Assignor Controlling Litigation Should Not Avoid Fee Exposure Via Assignment.
Plaintiff owner and his wholly-owned corporation lost a specific performance, rescission, and declaratory relief suit to trustees of a revocable trust after trustees obtained an evidentiary preclusion order upon plaintiffs’ refusal to provide discovery on the “ready, willing, and able” purchaser issue. Then, the trial court held plaintiff owner individually liable for attorney’s fees of $816,683.80 and $41,544.67 of costs under a fees clause in the purchase agreement, notwithstanding his assignment of interests in the litigation to his corporation on the eve of trial.
He appealed the merits and fees/costs judgments, but lost on appeal in Clement v. Alegre, Case No. A125953 (1st Dist., Div. 2 Oct. 18, 2011) (unpublished).
Simplicity often times determines cases, as it did here. An assignment carries with it all rights of the assignor.
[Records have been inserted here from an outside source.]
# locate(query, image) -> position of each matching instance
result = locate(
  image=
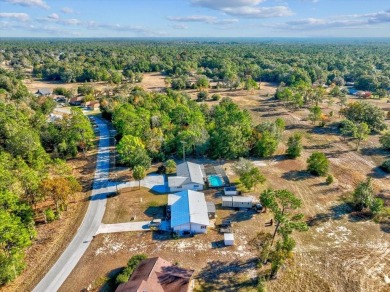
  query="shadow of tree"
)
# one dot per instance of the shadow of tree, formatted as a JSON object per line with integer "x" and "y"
{"x": 369, "y": 151}
{"x": 155, "y": 212}
{"x": 379, "y": 173}
{"x": 296, "y": 175}
{"x": 110, "y": 285}
{"x": 229, "y": 277}
{"x": 242, "y": 215}
{"x": 298, "y": 127}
Even though the assignor can transfer his or her rights, the assignor cannot escape the burden of his or her obligation by an assignment. Plaintiffs could cite no cases holding “that a plaintiff may evade its liability for attorney fees by assigning its rights in the litigation to its coplaintiff”--all the more so because plaintiff controlled the litigation since inception.
BLOG UNDERVIEW--For all you California real estate practitioners, this case has a great discussion of the “ready, willing, and able purchaser” case law. Also, it demonstrates that if you put an issue at stake in a case, you better provide the other side discovery on that issue or risk preclusion (the “you cannot blow hot and cold” principle).